Temperature and moisture are the most important factors for germination and development of the pathogen on the plant, with moisture being most important of all. Free moisture must be present on susceptible leaves for at least one hour in order for germination of spores to occur. The pathogen can enter a healthy host in a variety of ways. With enough moisture, conidia directly penetrate through the cuticle and infect healthy cucurbits. Wounds to the plant, especially those left by feeding insects such as the striped cucumber beetle or aphids, are important passageways for the pathogen to enter in older hosts. Other diseases, like powdery mildew, can also weaken a host enough to provide easy entry for D. bryoniae. After spore germination, symptoms can appear as soon as 7 days later.

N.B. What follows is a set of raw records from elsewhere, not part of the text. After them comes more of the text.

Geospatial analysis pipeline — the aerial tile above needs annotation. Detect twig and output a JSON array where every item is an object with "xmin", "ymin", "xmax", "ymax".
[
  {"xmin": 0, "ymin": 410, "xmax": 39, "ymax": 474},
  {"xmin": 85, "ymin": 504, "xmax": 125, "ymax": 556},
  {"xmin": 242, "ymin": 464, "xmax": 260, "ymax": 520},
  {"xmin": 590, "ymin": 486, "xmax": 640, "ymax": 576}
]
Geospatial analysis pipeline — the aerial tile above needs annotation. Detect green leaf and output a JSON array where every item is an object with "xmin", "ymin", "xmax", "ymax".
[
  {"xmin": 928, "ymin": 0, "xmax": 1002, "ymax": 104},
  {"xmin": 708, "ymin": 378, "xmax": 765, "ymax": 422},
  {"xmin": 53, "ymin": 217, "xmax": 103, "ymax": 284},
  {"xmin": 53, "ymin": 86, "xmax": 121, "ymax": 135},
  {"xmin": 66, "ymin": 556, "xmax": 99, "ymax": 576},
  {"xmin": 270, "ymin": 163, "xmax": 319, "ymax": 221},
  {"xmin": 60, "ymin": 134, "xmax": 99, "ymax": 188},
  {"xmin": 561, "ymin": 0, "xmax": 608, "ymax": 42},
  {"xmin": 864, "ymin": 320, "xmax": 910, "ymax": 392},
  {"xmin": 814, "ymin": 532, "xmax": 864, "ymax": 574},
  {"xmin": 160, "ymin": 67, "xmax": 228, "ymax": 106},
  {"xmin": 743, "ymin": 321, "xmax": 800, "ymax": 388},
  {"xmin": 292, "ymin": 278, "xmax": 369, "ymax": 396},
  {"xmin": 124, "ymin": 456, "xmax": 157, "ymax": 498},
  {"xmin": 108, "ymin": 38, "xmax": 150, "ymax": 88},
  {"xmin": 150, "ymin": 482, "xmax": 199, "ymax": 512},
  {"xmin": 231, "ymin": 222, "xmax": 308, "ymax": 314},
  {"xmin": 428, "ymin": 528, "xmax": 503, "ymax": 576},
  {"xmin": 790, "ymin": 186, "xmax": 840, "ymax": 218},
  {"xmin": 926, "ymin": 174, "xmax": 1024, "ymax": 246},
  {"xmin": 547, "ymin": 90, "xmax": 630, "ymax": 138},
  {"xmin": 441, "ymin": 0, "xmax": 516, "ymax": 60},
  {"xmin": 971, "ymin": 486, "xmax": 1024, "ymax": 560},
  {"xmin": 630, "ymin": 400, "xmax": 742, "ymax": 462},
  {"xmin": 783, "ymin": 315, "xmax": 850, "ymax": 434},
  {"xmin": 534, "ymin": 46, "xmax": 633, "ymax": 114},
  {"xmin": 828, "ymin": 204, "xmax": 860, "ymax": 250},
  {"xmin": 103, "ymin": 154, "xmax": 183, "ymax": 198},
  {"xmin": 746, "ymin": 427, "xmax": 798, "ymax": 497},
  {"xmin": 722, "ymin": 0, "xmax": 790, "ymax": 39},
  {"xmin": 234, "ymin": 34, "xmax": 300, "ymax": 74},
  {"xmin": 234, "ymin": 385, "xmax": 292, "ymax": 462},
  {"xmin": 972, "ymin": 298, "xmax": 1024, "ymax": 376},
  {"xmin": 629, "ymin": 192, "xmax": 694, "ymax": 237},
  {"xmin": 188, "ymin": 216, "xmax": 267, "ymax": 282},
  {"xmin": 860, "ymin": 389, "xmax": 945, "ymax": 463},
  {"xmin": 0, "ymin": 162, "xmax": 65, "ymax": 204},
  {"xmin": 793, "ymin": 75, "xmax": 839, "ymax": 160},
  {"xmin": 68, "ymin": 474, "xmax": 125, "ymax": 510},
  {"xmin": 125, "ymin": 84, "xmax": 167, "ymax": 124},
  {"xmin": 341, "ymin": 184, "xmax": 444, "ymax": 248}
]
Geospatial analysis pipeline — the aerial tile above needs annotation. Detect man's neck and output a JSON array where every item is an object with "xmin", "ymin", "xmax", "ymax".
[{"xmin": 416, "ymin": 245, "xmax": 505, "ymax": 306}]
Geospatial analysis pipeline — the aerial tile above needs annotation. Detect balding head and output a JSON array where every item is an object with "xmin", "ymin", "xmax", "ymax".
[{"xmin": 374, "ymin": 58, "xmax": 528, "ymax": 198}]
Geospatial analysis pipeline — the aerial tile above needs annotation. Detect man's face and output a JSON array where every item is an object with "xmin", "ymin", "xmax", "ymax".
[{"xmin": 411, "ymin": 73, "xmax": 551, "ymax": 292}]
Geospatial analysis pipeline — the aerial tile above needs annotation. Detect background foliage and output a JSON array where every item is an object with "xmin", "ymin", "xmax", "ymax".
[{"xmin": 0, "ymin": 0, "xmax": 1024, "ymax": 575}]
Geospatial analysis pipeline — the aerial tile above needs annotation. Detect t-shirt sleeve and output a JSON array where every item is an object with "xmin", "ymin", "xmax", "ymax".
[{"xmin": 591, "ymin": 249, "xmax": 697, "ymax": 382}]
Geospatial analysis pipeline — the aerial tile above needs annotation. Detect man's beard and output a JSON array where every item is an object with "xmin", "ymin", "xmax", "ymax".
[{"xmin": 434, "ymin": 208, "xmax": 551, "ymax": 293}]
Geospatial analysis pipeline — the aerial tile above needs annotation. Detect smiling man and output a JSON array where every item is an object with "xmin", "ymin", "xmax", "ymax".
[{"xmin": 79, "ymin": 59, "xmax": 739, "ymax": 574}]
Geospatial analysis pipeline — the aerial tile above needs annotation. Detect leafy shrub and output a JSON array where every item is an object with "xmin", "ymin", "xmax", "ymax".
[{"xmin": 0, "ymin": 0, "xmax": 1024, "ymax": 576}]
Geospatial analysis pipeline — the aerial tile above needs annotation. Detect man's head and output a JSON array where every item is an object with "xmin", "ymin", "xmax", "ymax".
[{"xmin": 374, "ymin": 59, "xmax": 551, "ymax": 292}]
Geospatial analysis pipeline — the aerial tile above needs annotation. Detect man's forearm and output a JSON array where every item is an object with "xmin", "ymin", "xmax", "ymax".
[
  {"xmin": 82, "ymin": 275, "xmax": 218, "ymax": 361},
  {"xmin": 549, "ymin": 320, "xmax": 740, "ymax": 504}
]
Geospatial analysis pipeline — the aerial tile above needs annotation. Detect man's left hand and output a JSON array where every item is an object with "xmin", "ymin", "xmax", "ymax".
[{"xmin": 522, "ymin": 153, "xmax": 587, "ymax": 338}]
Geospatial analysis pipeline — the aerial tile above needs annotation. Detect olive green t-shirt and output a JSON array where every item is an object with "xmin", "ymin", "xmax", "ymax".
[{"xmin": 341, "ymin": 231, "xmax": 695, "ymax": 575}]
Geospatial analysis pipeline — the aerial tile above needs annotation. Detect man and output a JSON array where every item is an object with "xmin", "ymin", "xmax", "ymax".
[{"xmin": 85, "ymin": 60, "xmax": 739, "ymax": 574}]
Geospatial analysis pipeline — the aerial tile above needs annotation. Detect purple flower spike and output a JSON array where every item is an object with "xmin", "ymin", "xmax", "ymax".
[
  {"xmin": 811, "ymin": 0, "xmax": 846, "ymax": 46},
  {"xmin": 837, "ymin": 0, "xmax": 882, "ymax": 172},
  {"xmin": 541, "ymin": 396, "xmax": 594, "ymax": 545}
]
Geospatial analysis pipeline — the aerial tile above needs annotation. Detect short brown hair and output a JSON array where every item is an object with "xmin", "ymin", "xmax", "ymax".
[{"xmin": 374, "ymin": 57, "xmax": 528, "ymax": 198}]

D. bryoniae survives on or in seeds, surrounding weeds, or organic debris from previously infected cucurbits. Without a host, the pathogen is able to overwinter and survive for over a year as chlamydospores, hardened masses of hyphae that act as survival structures during dry or otherwise adverse conditions. The pathogen is transferred from infected hosts to healthy plants via ascospores carried in the wind and by conidia that are released from pycnidia by water splash and in gummy exude. Conidia are hyaline and aseptate if produced by the anamorph, and either septate or aseptate (more common) if produced by the teleomorph form of the pathogen.

The host must remain wet for growth and spread of the disease. Once the primary infection takes place, as long as it remains wet, the pathogen will spread to the stem where cankers form and ooze a gummy substance full of conidia. Conidia spread from the gummy ooze to another host is considered the secondary asexual cycle.

==Environmental presence==
Gummy stem blight occurs throughout the southern and eastern United States. Temperature and moisture are the most important factors in the spread of gummy stem blight. For watermelon and cucumber, the best temperature for infection is around 25 °C; for melon the best temperature is around 20 °C. Continual leaf wetness from 1–10 hours is necessary for germination, sporulation, and colonization of conidia. After infection has set in, large brown lesions will retain moisture for long periods of time. Even though it takes constant moisture to facilitate the pathogen, it is highly resistant to dry conditions and can survive as chlamydospores for over a year in dry organic debris.

==Management==
There are currently no varieties of cucurbit completely resistant to D. bryoniae. Cultural practices and preventive techniques can be taken to avoid or reduce harm done by D. bryoniae. Purchasing and planting reputable disease-free seeds is necessary for ensuring D. bryoniae will not be present at planting. A rotation (of at least 2 years) of cucurbit and non-cucurbit crops should be performed to greatly reduce the incidence of gummy stem blight. Since gummy stem blight can survive as chlamydospores in dead plant debris, it is recommended to remove or deep-plow dead cucurbit plant debris into the soil so it can fully decompose to lessen the likelihood of the pathogen overwintering. Keeping fields pruned and weed-free will help to control gummy stem blight as overgrowth promotes poor air circulation and moisture from humidity, which support D. bryoniae germination and growth. If chemical control is needed in important cucurbit production regions, there are a variety of preventative fungicides commercially available that can be applied during the early stages of plant growth. Effective contact fungicides include chlorothalonil and mancozeb; effective systemic fungicides are sold under the names Folicur/Monsoon, Inspire Super, and Switch. These fungicides should be applied around when the vines of different crops start to grow and make contact with each other.

==Importance==
Yield losses due to D. bryoniae exceeding 30% can occur in early season crops facilitated by wet weather conditions. Curcurbits are important commodity crops in many parts of the world. In the United States in 2007, cucurbit production accounted for approximately 229,000 hectares with a value of $1.43 billion.